Das ist ein guter Beginn: „Hejo, so schön, euch zu sehen“ lautet die erste Zeile des neuen Lieds der Toten Hosen. Und sie passt natürlich perfekt, denn man wird der Band in den kommenden Monaten häufiger begegnen. Sie feiert ihren 40. Geburtstag, ein Album ist für Ende Mai angekündigt, und dann beginnt auch schon die Tournee. Man könnte also sagen, diese Single ist so etwas wie die Ouvertüre zum Fest.

 „Scheiß Wessis“ heißt sie, sie erscheint heute, und man sollte das Stück als das nehmen, was es ist: die Hälfte eines Kumpelprojekts, zu dem unbedingt auch der Song „Scheiß Ossis“ des Rostocker Rappers Marteria gehört. „Doppel-A-Seite“ sagte man, als man noch in Vinyl-Singles mit Vorder- und Rückseite dachte, und weil es sich anbietet, bringen die Toten Hosen die beiden Kompositionen in limitierter Auflage tatsächlich auch auf kleinformatigem Vinyl heraus.

 Die Toten Hosen lassen ihren Beitrag als Gute-Laune-Hymne starten, bald merkt man aber, dass der Text sarkastische Rollenprosa ist, ein Spiel mit Stereotypen. „Wollt ihr Austern und Champagner, kommt zu uns ins KaDeWe / den Krebs könnt ihr behalten in Eurer Charité“, heißt es da. Und: „Wiesenhof und Tönnies, Biofleisch mit Tradition / Bei uns gibt’s Kaviar selbst in der Bahnhofsmission.“ Die voluminöse Komposition folgt dem klassischen Toten-Hosen-Aufbau, sie drängt auf den Refrain zu, der mit Blick auf die Arenen getextet wurde und sicher eindrucksvoll selbstironisch klingt, wenn 50.000 ihn in Köln oder Düsseldorf mitsingen: „Hurra, Hurra, wir scheiß Wessis machen immer alles klar.“

 Marteria legt das Gitarrenarrangement in seinem Song eine Etage tiefer, spricht ein lässiges Intro und gibt nach 30 Sekunden Beats dazu. „Wir scheiß Ossis, wir sind die, die keiner fragt / Heute ziehen wir blank am FKK.“ Marteria bringt Vers um Vers, der sich als T-Shirt-Spruch eignet: „Uns hat der Westen verpennt“ etwa. Und: „Bier vor Talent“. Oder: „Asbest as you can.“ Außerdem natürlich: „Ihr fahrt mit Porsche zum Ball / Doch wir waren vor euch im All.“ Aber vor allem: „Ja, wir sind von gestern / Doch wer hat hier die Tesla-Fabrik?“

 Es ist ein musikalisches Ping-Pong-Spiel, das zunächst die Gegensätze betont, um schließlich Brücken zu bauen. Der Sprecher im Hosen-Stück zieht sich am Ende „mit Leipzig und Seele“ zurück und genießt Rotkäppchen-Sekt, der ihm unerwartet gut schmeckt.
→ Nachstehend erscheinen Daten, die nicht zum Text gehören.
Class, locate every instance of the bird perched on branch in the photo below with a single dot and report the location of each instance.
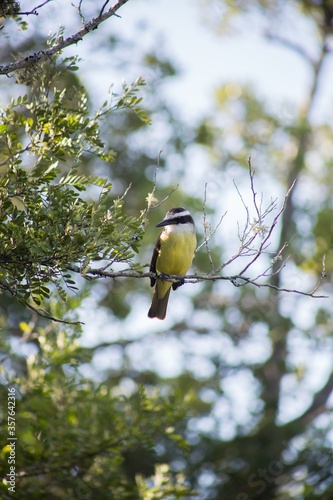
(173, 255)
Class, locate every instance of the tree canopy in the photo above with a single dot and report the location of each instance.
(224, 398)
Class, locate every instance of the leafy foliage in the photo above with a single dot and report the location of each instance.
(48, 227)
(75, 437)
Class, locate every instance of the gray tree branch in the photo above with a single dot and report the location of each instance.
(42, 55)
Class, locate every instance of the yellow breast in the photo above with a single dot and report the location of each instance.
(176, 252)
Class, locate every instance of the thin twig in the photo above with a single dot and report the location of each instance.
(42, 55)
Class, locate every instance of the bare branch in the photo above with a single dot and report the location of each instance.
(34, 11)
(42, 55)
(208, 232)
(269, 233)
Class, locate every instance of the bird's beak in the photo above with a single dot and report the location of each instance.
(165, 222)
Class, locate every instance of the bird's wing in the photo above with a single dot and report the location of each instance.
(152, 268)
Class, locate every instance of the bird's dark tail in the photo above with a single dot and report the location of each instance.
(159, 306)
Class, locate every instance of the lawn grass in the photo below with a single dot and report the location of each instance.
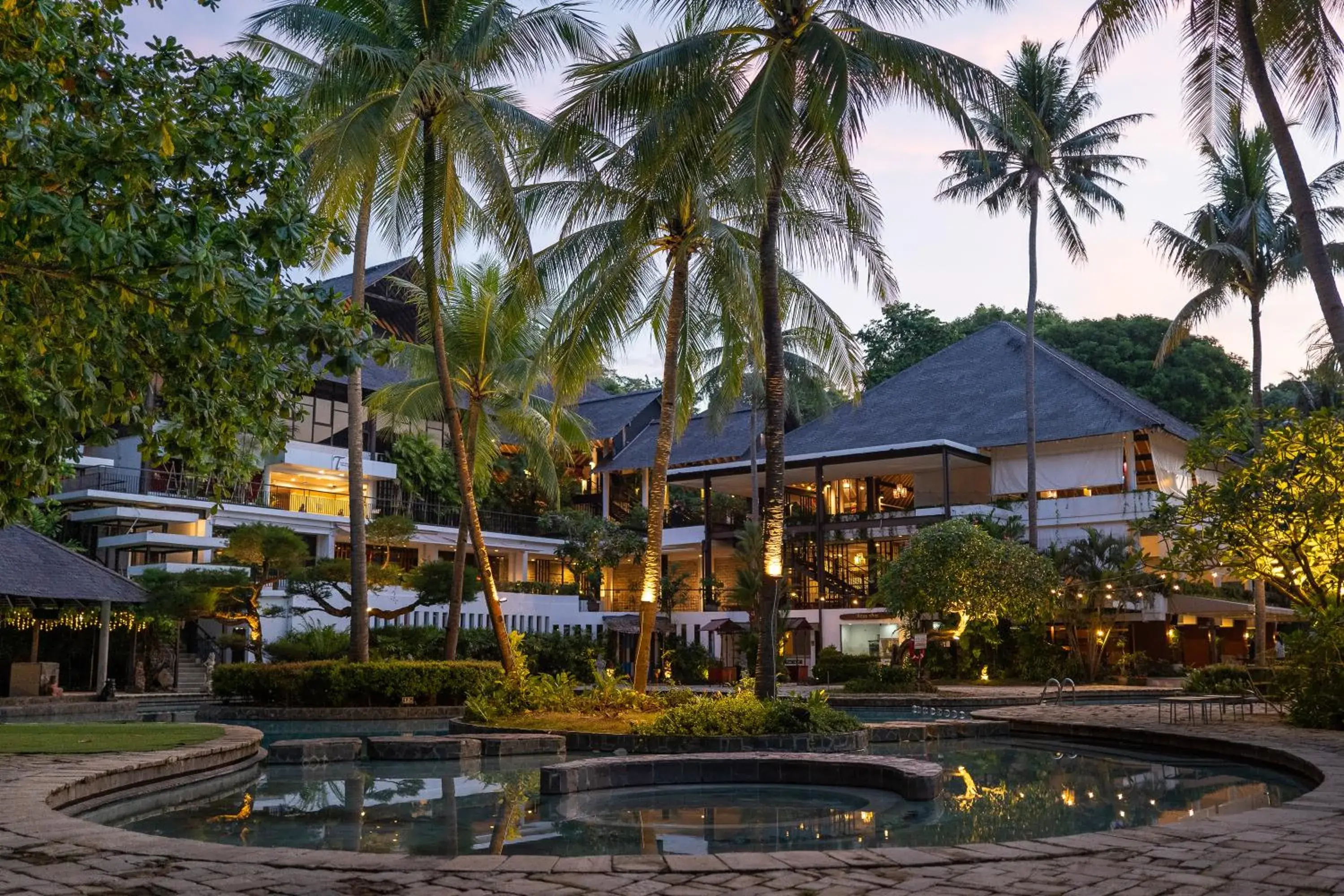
(574, 722)
(101, 737)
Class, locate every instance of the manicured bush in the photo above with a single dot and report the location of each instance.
(904, 679)
(741, 715)
(304, 645)
(834, 667)
(355, 684)
(1219, 679)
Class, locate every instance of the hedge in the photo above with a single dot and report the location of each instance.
(335, 683)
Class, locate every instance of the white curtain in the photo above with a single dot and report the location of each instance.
(1061, 465)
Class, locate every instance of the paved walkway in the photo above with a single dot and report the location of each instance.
(1295, 849)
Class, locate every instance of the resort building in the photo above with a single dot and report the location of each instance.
(944, 439)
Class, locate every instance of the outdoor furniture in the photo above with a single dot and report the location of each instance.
(1168, 707)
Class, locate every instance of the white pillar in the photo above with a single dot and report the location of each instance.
(104, 630)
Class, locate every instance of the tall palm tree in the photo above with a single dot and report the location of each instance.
(1038, 147)
(1245, 241)
(811, 73)
(663, 229)
(1244, 244)
(1289, 54)
(495, 345)
(439, 70)
(343, 151)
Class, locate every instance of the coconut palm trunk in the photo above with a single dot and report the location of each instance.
(652, 585)
(1030, 358)
(1315, 257)
(355, 400)
(772, 513)
(455, 606)
(445, 385)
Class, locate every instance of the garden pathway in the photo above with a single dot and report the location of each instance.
(1296, 849)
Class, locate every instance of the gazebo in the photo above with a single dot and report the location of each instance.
(38, 574)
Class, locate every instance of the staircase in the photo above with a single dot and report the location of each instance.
(191, 675)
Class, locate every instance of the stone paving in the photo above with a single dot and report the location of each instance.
(1291, 851)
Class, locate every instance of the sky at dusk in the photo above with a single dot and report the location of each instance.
(952, 257)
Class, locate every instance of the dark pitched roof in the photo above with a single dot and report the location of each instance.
(33, 566)
(609, 414)
(972, 393)
(701, 444)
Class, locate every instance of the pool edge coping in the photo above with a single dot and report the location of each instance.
(34, 816)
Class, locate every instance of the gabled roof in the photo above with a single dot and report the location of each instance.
(609, 414)
(35, 567)
(702, 443)
(972, 393)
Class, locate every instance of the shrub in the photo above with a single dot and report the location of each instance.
(741, 715)
(1219, 679)
(904, 679)
(314, 642)
(1312, 676)
(834, 667)
(355, 684)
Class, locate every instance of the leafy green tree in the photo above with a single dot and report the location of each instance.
(1035, 144)
(1288, 53)
(1103, 575)
(656, 230)
(150, 207)
(957, 567)
(1275, 515)
(1197, 382)
(496, 346)
(271, 554)
(1244, 242)
(904, 336)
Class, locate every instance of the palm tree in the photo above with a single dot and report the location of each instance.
(1289, 45)
(656, 229)
(810, 74)
(1244, 242)
(1038, 147)
(342, 150)
(437, 70)
(494, 343)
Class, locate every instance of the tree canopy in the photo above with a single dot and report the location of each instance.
(1197, 382)
(150, 206)
(959, 567)
(1275, 515)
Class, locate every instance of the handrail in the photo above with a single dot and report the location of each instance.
(1060, 691)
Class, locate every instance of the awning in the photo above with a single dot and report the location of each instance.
(629, 624)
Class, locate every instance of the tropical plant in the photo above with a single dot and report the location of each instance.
(1104, 575)
(433, 70)
(1288, 53)
(957, 567)
(1245, 241)
(1038, 147)
(495, 345)
(108, 312)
Und auch bei Marteria wird es schließlich versöhnlich: „Dieses Land hat immer noch zwei Teile / Lass das mal ändern.“ Wiedervereinigung vollzogen, gefühlte Mauer gefallen, mehr als 30 Jahre nach der aus Stein.

 Während die vor zwei Wochen erschienene neue Rammstein-Single „Zeit“ auch wegen des Videoclips mit Soldaten im Einsatz wie ein Kommentar zur Weltlage anmutet, wirkt das Thema von „Scheiß Wessis“ klassischer. Die Toten Hosen schreiben im Begleittext zur Produktion: „Als wir die Songs vor drei Monaten eingespielt haben, war die Welt noch ein andere. Mit dem Beginn von Putins Angriffskrieg gegen die  Ukraine ist nichts mehr, wie es vorher war. Vielleicht ist auch unser Thema dadurch etwas in den Hintergrund gerückt, aber letztendlich sind diese Lieder auch ein Plädoyer für das Zusammenwachsen, für das Gemeinsame und für die Freundschaft.“

Campino und Marteria sind seit Jahren befreundet. Marteria schrieb etwa an Texten für das Album „Ballast der Republik“ mit , die Söhne der beiden seien wie Brüder, schwärmte er in einem Interview.

 „Scheiß Wessis“ wird auch auf der Werkschau „Alles aus Liebe: 40 Jahre Die Toten Hosen“ enthalten sein, die am 27. Mai erscheint. Dafür hat die Band Klassiker remixt und sieben neue Stücke produziert.